If you check your competitors' rates once a week, you're probably missing most of the action.
We pulled every price change our scanners picked up over the last few months across Booking.com and Airbnb listings. 2,754 price moves in total. The shape of that data surprised even us.
Most rate changes happen way earlier than you'd think
Here's the split, bucketed by how many days out from the check-in date each price change happened.
| Lead time | Share of price changes |
|---|---|
| 0 to 7 days | 7% |
| 8 to 30 days | 18% |
| 31 to 90 days | 40% |
| 91+ days | 35% |
Three quarters of all price moves happen more than a month before the guest actually arrives. Roughly one in three happen more than three months out.
The "last-minute rate war" story you hear at industry events? Mostly a story. Only 7% of the changes we logged happened in the final week before check-in.
Why this matters if you run a small property
A lot of hosts open their Booking extranet once a week, glance at the calendar, and nudge a few nights that look off. That habit made sense ten years ago when pricing moved slowly. It doesn't hold up against what the data shows now.
If you're only checking weekly, you're catching maybe a fifth of what your competitors are doing, and almost none of the bigger strategic moves that land 60 to 90 days out.
Those far-out moves are the interesting ones. When a competitor drops their August rates in April, they're not reacting to anything. They're placing a bet about the summer. Miss that signal and you're pricing against a market that has already shifted without you.
The freshness problem
Every rate you see on Booking.com or Airbnb has a freshness date attached to it, even if the platform doesn't show it to you. Check your competitor's July rate on Monday and it might already be a week old.
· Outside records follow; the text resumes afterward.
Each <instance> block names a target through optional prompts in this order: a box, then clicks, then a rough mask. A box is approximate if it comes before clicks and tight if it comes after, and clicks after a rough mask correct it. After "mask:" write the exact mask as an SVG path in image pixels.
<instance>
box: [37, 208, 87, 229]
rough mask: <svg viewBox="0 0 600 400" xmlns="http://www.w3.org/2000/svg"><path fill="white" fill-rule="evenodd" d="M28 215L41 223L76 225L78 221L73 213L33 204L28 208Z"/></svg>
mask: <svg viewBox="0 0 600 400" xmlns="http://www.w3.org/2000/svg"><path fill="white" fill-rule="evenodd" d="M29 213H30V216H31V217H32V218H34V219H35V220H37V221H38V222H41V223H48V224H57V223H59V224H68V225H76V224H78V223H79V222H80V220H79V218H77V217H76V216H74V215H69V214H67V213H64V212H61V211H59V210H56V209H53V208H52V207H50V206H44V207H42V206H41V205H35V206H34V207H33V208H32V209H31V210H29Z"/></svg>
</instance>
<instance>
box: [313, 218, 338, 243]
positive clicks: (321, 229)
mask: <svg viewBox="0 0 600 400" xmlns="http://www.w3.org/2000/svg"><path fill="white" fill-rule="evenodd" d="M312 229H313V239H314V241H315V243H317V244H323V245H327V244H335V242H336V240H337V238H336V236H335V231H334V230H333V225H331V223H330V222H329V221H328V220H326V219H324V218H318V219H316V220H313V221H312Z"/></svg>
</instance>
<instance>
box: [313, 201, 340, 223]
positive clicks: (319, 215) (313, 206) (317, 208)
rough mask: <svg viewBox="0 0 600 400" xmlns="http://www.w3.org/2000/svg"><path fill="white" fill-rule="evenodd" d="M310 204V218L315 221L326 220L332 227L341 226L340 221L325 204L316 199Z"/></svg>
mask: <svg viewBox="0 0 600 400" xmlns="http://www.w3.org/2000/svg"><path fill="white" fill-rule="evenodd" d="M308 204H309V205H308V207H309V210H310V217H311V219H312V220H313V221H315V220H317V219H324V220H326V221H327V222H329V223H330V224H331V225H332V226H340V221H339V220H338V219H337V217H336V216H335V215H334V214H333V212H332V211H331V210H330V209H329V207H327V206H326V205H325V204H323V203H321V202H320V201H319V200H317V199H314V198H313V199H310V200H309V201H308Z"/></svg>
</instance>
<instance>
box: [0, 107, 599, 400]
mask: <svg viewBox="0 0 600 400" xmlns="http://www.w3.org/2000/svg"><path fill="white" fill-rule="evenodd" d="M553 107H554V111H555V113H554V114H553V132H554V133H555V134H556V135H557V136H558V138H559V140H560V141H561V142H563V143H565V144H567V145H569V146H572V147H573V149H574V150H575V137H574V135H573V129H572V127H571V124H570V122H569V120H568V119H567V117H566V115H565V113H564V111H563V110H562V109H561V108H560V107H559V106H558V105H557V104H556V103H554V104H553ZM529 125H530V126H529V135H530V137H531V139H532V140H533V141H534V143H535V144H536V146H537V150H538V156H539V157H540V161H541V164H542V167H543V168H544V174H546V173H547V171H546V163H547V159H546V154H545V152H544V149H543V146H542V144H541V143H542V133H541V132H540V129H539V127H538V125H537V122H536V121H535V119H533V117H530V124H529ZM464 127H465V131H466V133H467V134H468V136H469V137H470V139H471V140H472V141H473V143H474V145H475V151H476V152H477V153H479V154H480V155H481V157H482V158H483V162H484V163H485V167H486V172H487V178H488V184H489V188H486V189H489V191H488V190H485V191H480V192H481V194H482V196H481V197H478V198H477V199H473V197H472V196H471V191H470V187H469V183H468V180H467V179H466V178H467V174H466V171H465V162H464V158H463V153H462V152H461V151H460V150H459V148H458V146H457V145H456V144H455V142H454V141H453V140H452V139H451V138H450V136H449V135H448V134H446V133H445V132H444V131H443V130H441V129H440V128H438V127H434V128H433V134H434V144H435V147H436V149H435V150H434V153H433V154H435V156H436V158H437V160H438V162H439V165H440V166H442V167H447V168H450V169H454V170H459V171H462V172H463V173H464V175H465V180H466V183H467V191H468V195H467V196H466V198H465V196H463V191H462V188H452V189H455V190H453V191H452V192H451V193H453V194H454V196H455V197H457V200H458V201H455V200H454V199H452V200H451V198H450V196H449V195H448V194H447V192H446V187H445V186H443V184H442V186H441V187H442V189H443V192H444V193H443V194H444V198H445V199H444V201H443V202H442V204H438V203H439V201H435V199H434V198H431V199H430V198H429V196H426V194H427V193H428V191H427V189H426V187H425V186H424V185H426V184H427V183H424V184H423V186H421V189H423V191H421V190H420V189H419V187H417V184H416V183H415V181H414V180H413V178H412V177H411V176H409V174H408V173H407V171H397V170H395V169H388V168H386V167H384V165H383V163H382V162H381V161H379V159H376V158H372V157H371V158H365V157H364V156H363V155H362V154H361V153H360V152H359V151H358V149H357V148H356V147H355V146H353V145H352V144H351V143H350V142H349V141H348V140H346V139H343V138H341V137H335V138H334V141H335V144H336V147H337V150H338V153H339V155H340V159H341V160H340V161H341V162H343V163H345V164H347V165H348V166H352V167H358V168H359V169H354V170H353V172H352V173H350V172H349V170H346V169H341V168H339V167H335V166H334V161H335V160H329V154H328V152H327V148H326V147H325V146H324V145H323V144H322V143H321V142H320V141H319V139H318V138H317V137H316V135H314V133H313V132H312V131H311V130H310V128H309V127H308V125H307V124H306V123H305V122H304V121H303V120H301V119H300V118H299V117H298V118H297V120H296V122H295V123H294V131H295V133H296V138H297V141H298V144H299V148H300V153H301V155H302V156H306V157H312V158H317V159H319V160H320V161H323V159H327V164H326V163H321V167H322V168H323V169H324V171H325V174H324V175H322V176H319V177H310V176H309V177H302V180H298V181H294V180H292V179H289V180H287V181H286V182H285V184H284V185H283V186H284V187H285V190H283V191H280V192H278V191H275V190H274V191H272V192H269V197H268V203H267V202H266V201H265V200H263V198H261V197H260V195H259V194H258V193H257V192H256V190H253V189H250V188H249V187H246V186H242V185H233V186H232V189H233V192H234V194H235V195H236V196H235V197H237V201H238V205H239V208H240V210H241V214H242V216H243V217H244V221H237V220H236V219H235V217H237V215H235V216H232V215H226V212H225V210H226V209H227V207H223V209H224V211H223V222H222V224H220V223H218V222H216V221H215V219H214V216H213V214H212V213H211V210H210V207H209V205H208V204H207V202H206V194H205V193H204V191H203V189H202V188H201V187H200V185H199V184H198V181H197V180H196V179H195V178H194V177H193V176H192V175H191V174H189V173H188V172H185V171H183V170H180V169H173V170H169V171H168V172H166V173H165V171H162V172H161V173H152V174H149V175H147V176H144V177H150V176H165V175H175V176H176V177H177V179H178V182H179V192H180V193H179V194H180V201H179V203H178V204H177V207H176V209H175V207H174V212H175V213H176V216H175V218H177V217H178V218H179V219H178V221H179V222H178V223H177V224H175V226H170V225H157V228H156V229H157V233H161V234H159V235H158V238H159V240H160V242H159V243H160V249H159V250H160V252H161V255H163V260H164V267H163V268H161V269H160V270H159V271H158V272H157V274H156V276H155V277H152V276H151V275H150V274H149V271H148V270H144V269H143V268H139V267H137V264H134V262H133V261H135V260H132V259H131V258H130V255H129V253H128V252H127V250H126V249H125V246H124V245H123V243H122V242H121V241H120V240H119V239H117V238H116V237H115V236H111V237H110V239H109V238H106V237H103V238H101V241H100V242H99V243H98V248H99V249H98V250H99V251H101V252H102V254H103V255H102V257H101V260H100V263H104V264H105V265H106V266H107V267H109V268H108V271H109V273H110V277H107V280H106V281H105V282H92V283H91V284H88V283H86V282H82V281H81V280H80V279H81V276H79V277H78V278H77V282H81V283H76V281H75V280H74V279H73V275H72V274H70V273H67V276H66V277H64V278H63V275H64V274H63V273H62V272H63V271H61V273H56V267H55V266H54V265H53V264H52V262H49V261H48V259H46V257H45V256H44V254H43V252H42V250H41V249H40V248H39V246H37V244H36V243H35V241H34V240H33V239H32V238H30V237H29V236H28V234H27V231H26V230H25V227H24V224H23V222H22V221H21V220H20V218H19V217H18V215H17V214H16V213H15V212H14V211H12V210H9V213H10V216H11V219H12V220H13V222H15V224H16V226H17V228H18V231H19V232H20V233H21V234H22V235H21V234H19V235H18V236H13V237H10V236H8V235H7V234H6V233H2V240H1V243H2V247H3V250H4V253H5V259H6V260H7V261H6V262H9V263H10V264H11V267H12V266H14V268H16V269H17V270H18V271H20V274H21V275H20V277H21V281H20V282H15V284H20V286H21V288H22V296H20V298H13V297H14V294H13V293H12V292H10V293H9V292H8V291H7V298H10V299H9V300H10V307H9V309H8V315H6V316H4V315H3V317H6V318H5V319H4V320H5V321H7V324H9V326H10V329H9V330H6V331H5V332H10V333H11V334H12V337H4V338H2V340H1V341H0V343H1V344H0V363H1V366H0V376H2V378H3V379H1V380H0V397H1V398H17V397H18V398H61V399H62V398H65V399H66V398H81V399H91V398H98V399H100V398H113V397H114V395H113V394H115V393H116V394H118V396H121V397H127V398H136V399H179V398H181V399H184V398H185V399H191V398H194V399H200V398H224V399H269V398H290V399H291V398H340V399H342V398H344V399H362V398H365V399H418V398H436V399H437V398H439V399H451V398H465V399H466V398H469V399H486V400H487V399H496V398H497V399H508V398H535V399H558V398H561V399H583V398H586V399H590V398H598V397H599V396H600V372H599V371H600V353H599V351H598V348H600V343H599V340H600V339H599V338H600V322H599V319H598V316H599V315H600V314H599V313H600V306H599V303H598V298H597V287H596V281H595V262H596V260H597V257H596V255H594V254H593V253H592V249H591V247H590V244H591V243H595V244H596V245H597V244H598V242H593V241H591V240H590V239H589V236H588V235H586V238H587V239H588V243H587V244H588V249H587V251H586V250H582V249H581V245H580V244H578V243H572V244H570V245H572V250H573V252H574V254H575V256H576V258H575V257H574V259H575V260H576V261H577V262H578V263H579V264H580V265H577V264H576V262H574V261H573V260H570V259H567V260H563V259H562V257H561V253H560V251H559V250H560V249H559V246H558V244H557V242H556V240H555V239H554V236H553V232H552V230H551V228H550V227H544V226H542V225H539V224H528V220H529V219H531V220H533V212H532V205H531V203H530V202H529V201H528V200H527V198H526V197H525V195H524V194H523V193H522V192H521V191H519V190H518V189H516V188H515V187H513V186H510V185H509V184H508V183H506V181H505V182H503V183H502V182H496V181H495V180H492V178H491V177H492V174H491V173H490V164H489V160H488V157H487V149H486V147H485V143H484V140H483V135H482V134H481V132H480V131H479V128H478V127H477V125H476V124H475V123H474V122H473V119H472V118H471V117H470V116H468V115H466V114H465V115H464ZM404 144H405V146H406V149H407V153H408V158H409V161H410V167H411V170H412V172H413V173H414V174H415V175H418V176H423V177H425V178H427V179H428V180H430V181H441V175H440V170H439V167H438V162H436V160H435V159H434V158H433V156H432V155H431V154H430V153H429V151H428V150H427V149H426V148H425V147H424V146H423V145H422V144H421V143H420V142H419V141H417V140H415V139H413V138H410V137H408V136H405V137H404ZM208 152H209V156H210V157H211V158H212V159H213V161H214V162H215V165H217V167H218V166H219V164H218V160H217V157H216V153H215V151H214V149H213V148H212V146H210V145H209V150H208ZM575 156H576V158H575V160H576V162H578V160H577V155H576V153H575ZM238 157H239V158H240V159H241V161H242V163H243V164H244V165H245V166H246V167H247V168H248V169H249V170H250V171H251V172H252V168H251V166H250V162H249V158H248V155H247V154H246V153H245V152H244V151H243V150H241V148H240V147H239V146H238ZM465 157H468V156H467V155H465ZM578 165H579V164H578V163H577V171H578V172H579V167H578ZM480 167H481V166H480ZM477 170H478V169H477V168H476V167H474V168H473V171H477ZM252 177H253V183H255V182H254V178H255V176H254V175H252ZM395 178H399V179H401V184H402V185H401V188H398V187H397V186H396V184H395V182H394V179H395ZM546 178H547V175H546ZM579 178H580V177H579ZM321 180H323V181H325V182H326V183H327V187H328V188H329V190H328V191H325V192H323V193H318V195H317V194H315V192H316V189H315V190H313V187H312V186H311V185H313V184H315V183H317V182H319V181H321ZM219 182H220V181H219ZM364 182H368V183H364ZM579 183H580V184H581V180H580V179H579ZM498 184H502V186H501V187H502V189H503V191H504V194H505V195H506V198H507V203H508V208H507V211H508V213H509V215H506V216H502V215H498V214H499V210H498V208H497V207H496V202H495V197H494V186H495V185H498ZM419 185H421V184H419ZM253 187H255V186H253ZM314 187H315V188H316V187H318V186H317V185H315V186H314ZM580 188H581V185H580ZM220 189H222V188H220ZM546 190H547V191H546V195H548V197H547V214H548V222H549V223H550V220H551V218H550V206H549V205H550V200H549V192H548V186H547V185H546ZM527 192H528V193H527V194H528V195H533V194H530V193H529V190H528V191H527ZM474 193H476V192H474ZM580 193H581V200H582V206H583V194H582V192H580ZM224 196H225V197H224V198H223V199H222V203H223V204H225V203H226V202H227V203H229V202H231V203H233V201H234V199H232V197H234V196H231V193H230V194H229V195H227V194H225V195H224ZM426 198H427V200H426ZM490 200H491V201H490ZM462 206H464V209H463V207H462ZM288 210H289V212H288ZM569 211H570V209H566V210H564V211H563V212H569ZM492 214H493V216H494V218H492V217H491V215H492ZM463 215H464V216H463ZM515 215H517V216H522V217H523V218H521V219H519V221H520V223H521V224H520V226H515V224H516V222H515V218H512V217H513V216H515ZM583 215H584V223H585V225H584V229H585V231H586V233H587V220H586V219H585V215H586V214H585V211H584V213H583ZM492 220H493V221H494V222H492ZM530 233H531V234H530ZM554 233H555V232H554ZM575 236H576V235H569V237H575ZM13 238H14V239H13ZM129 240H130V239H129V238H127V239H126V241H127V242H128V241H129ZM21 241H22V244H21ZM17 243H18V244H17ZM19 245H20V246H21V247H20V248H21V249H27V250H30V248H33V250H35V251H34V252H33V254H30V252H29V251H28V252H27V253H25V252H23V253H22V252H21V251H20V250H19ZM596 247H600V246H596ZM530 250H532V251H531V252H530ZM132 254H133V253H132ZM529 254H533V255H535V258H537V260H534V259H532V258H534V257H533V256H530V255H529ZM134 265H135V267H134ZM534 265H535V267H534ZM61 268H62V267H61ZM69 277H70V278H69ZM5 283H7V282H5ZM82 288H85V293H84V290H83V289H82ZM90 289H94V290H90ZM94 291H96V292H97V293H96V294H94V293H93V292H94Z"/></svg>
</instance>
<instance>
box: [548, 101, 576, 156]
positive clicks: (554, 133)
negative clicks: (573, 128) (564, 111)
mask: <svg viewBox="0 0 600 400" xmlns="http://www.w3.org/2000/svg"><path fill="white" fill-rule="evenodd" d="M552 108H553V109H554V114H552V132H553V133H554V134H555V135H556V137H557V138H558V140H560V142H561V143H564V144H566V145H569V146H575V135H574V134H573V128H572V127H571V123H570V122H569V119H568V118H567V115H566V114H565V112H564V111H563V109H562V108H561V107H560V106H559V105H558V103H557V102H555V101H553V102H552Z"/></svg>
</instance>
By Friday, your "data" is basically a guess.
Small hosts rarely have time for a daily manual check. That's fine. You don't need to watch every listing every hour. You do need your rate data to be roughly as fresh as your competitors' pricing moves.
A cadence that matches what the data is doing
Based on the numbers above, here's a simple rhythm that covers most of the action without eating your whole morning.
For the next 30 days of your calendar, check rates at least daily. Very few changes happen inside this window, but the ones that do tend to be sharp reactions to occupancy shifts, and they matter for your same-week bookings.
For the 30 to 90 day window, where 40% of all moves live, a scan every one to three days keeps you current. This is where most of the real competitive movement happens.
For check-in dates 90+ days out, a weekly scan is enough. The moves are less frequent and usually signal a longer-term bet rather than an immediate threat. You want to see them, but you don't need to catch them within hours.
One more thing about the timing
When we looked at which check-in dates saw the most volatility in our sample, the answer wasn't random weekends or quiet weekdays. It was the week around Orthodox Easter and the first weekend of May. Holiday periods and long weekends don't just draw more demand. They draw more repricing activity from everyone else, too.
So if you know a high-demand date is coming up for your market, that's the stretch of calendar where checking more often pays off the fastest.
What to take away
Most price changes on Booking.com and Airbnb don't happen at the last minute. They happen weeks or months in advance, as competitors quietly adjust their rates for the season ahead. If your rate monitoring cadence is weekly or slower, the data shows you're watching the wrong part of the calendar.
Daily for the next month, every couple of days for the next quarter, weekly beyond that. That's roughly what the numbers are telling us about how to keep up.